Review of Cry Panic

Cry Panic (1974 TV Movie)
5/10
Kafkafornia
24 March 2013
What happens when someone hands a great idea for an existential film noir -- a lone traveler on a deserted highway runs over and kills a stranger, tries to tell the police, and isn't believed because the body disappears -- to a purveyor of processed cinematic cheese food like Aaron Spelling? The result is the inexplicably titled "Cry Panic," a cheapo ABC movie of the week from 1974 starring John Forsythe as the wanderer lured into a trap, Anne Francis as the de riguer bored sexy housewife, and Earl Holliman as the morally ambiguous sheriff of the small town where Forstythe collides with destiny.

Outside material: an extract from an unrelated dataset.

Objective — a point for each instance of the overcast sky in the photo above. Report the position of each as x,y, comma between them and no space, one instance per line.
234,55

The film should be tightly written, but it is not -- Forsythe's character can pursue his aim of proving that he's a killer thanks to a series of unlocked windows, open doors, and lucky discoveries, plus, we never know whether Holliman is acting alone to gaslight Forsythe, or is being manipulated by the other has-been actors who run the town. Such slack storytelling would be forgivable if the movie were atmospheric, but it is not -- it looks like a cop show and makes very little use of the emptiness and darkness that creeps into view now and then, and the director tosses in twangy, generic country music where silence might be more effective. Such bland filmmaking would be forgivable if the movie were perfectly cast, but it is not. There are actors who can portray the kind of dogged existential hero who will save his sanity by proving he's a killer, but John Forsythe ain't one of them. The scriptwriters make it easy for him to play a rootless nobody by giving him no past and no future aside from a potential job interview in San Francisco, but Forsythe, ever suave and even-tempered, still looks like a disgruntled suburban Dad whose Corvette ran out of gas on the way to his country club, more the kind of man who'll make trouble go away with a firm handshake that conceals a Benjamin than a relentless pursuer of truth at any cost. There's also the fact that his character seems way too stupid to figure out a junior-level crossword puzzle, let alone a convoluted mystery. He keeps trusting the wrong people, and when he discovers a dead body while eavesdropping on his pursuers he screams and runs out of his hiding place like a hysterical preteen girl. Anne Francis wanders on and offscreen looking like she doesn't quite know what she's doing there, which kind of works for her character. That so flawed a movie should still make such an impression is a testament to the great idea on which it's based, you just wish it could have been a little better.